Je les aime ces moments.
Ceux qui auraient pu être pénibles mais qui se transforment en scènes totalement surréalistes. Ce sont généralement de ceux-là dont on se rappelle après coup.

Rangement du bar et des concerts de hier soir.
Rien de pire que de ranger les débris et les restes d'une fête, et pourtant...
Quelques membres de l'assoc' et les musiciens qui récupèrent leur matériel.
Tous dans un état second, résultat de fatigue et de décompression.
Et pourtant...


Quelques mots avec un des DJs. Juste le temps d'apprendre que juste avant cette date il était à Los Angeles (un beau contraste) Ou de me faire un bel historique de la Drum & Bass avec une pointe de son accent américain (vous saviez que ça venait du jazz vous? Ou encore qu'il y avait des samples de musique classique dedans? )

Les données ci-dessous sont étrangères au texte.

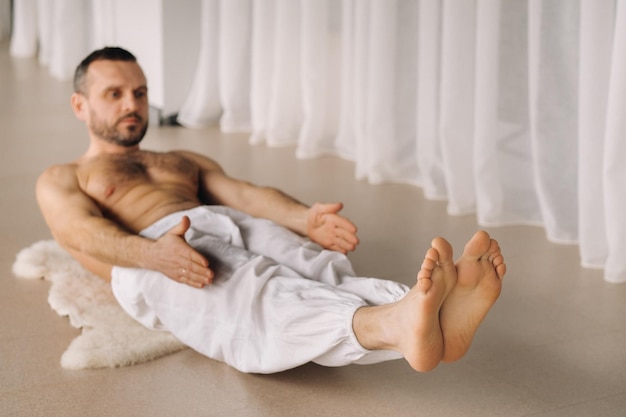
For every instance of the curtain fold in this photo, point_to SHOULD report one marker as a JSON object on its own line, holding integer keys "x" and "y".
{"x": 509, "y": 110}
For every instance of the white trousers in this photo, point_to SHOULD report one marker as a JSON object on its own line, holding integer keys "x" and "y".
{"x": 277, "y": 301}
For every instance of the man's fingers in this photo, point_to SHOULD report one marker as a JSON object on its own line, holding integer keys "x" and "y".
{"x": 180, "y": 228}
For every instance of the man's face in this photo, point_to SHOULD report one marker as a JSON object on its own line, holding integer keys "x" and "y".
{"x": 116, "y": 99}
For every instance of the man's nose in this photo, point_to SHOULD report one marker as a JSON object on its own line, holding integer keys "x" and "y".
{"x": 131, "y": 102}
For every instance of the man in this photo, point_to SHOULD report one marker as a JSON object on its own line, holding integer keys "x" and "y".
{"x": 241, "y": 273}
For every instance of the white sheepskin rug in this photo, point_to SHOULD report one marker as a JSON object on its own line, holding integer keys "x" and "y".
{"x": 109, "y": 337}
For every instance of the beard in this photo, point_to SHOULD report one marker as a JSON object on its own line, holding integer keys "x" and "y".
{"x": 127, "y": 137}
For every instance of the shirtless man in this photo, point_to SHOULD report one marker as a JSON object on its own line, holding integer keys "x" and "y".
{"x": 103, "y": 208}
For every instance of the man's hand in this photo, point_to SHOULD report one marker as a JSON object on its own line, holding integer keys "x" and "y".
{"x": 172, "y": 255}
{"x": 329, "y": 229}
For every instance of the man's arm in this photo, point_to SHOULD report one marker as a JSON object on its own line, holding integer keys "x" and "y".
{"x": 322, "y": 223}
{"x": 77, "y": 223}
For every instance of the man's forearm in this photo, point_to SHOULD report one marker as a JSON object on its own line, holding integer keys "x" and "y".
{"x": 273, "y": 204}
{"x": 104, "y": 241}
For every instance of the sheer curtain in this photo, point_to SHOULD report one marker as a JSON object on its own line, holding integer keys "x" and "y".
{"x": 509, "y": 110}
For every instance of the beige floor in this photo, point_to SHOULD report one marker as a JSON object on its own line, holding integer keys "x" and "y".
{"x": 554, "y": 345}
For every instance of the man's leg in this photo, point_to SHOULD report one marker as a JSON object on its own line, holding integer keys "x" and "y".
{"x": 438, "y": 318}
{"x": 309, "y": 260}
{"x": 480, "y": 271}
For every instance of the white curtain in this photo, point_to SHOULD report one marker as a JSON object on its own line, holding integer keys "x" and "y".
{"x": 511, "y": 110}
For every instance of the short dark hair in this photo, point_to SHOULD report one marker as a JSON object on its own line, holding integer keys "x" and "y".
{"x": 108, "y": 53}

Puis se retrouver à jouer au comptable avec la caisse de hier soir. L'impression de faire une partie de Monopoly.

Nettoyer le sol au jet d'eau, sagement. Jusqu'à ce que ça dégénère en affrontement au milieu de la cave avec G. Trempée, avec la poussière qui colle à la peau.

Aller aux conteneurs de verres. Et jeter une par une plus de 1500 bouteilles dans une chaleur humide. Un ciel contrasté et des chansons de Beatles provenant de la radio de la voiture mise au maximum.

Coincée entre les 2 G. à l'arrière d'un étrange bolide grondant à chaque virage.

S'enrouler dans une bâche de camouflage en pleine rue.

Et puis finir, à 8, dans un petit restaurant à 22H30.
De la bonne fatigue.

Je ne pensais pas passer une si bonne journée en me levant toute à l'heure...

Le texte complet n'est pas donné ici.